Preliminary results have demonstrated successful adoption of the screening tool, with 92% of 2414 newly diagnosed PLHIV completing the initial PHQ-2 screen (n = 2216) between April 2017 and November 2018. Among the 2080 patients who were enrolled in the program evaluation and completed the initial PHQ-2 screen, 24% (n = 502) had mild to severe depression and 6% (n = 131) had moderate to severe depression. Although not formally evaluated, the knowledge and attitudes of primary healthcare workers toward mental health disorders appear to have positively changed as their capacity to screen and recognize depression has increased.
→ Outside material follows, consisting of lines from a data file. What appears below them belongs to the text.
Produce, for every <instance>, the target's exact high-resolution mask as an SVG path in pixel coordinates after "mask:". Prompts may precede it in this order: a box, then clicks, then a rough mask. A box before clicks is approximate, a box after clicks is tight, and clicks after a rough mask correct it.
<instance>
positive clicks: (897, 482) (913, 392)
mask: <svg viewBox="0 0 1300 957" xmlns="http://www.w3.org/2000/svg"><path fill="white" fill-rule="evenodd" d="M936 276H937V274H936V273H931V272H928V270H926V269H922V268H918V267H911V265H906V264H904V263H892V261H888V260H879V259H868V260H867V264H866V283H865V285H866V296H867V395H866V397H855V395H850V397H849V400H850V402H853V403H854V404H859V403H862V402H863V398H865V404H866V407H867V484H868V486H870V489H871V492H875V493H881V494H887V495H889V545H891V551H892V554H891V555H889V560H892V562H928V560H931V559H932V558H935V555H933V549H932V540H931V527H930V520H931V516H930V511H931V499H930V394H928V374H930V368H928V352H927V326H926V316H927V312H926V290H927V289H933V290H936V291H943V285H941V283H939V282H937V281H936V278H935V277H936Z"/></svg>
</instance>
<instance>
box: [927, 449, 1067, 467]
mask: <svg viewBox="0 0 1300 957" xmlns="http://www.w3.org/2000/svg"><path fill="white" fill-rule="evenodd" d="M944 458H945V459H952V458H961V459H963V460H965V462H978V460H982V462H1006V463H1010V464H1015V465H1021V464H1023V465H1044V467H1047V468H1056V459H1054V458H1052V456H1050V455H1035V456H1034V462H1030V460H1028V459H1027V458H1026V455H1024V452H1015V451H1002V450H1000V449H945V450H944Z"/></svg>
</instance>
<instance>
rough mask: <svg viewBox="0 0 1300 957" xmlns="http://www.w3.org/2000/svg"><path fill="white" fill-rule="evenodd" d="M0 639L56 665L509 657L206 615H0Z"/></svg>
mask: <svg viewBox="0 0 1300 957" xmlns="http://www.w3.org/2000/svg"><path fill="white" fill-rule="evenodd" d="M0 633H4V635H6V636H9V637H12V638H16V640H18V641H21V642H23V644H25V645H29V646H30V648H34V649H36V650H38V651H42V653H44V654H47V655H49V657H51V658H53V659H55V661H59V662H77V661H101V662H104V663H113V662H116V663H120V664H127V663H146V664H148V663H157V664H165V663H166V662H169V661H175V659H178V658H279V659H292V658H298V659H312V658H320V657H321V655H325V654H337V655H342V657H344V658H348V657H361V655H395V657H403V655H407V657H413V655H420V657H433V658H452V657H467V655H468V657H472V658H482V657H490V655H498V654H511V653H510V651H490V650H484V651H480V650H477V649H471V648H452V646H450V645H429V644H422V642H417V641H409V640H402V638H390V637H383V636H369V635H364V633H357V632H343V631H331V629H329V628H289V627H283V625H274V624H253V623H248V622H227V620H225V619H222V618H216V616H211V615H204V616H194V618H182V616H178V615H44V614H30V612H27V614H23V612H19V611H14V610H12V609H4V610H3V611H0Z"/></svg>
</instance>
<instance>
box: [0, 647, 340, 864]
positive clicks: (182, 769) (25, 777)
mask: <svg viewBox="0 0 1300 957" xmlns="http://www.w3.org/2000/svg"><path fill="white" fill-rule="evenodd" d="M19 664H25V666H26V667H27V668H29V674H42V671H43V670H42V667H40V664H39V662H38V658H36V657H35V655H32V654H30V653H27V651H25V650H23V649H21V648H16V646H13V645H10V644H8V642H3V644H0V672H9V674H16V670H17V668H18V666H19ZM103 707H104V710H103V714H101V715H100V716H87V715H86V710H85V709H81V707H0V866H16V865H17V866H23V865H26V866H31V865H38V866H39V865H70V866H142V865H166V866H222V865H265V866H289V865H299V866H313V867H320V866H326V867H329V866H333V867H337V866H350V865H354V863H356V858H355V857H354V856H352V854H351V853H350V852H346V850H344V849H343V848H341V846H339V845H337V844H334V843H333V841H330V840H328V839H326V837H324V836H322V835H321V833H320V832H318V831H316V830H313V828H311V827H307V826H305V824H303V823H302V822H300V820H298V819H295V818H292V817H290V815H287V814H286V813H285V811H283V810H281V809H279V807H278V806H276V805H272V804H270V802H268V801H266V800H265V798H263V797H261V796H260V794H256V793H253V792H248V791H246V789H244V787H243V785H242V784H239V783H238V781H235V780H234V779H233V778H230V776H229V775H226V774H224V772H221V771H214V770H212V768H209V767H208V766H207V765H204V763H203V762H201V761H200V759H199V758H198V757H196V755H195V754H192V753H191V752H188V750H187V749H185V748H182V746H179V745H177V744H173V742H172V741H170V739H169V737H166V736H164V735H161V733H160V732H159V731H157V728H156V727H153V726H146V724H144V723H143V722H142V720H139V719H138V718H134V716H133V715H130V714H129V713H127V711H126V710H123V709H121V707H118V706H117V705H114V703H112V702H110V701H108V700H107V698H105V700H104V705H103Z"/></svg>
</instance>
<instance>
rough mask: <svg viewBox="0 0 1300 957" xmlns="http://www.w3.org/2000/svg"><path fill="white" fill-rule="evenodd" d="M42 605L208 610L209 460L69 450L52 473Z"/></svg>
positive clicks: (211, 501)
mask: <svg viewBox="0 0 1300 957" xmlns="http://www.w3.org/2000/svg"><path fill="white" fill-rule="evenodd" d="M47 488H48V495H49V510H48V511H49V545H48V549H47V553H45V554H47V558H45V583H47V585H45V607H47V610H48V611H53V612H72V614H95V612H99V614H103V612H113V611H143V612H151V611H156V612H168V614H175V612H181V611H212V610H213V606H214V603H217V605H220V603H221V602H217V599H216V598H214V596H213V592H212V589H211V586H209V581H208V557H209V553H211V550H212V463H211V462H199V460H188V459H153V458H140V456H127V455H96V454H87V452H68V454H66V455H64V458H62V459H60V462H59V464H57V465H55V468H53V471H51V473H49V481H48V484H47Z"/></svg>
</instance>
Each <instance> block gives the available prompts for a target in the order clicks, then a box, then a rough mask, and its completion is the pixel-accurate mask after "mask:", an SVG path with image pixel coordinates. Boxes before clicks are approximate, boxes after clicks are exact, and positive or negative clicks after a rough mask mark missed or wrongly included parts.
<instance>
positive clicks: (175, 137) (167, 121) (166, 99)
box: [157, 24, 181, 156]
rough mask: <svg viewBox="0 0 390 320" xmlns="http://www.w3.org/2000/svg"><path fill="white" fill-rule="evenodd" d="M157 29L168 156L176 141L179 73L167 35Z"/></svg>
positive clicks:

From an implementation perspective, the integration of depression screening within HIV care clinics appears a feasible and acceptable innovation as reflected by the proportion of PLHIV who are completing the screening tool with minimal disruption of workload and clinic flow. Currently the program is evaluating the clinical outcomes of the intervention with respect to retention in HIV care, viral suppression, and depression remission.

Conclusion

As mental health disorders such as depression are highly prevalent in PLHIV, the role and impact of comorbid mental health disorders in the HIV continuum of care is an increasingly recognized area which has the potential to positively influence the response to HIV. Although limited research has focused on the impact of current mental disorders on HIV testing (‘First 90’), the literature suggests that comorbid depression plays a pivotal role in reducing engagement with health services, influencing early loss to care and poor adherence among patients receiving ART (‘Second 90’). There is also compelling evidence that depression has an adverse effect on viral suppression (‘Third 90’) and immunity leading to greater rates of HIV-related mortality. The UNAIDS 90–90–90 goals may not be achieved without the necessary focus and resource allocation to address the depressive disorders that frequently co-exist in PLHIV.

Sub-Saharan Africa, which accounts for the greatest burden of HIV-related disease globally, also suffers from a lack of mental health infrastructure and human resource to tackle comorbid mental health disorders in PLHIV. To address this disparity, task-shifting approaches that aim to integrate mental health management into existing primary and community health programs are increasingly being piloted and adopted across the region. Greater integration of such task-shifting mental health care approaches into ongoing HIV care will be critical to fully realize the UNAIDS 90–90–90 goals and end the HIV epidemic. As mental health disorders remain highly stigmatized in SSA, integration of mental health care also represents a unique opportunity to educate health care providers about mental health and combat negative attitudes.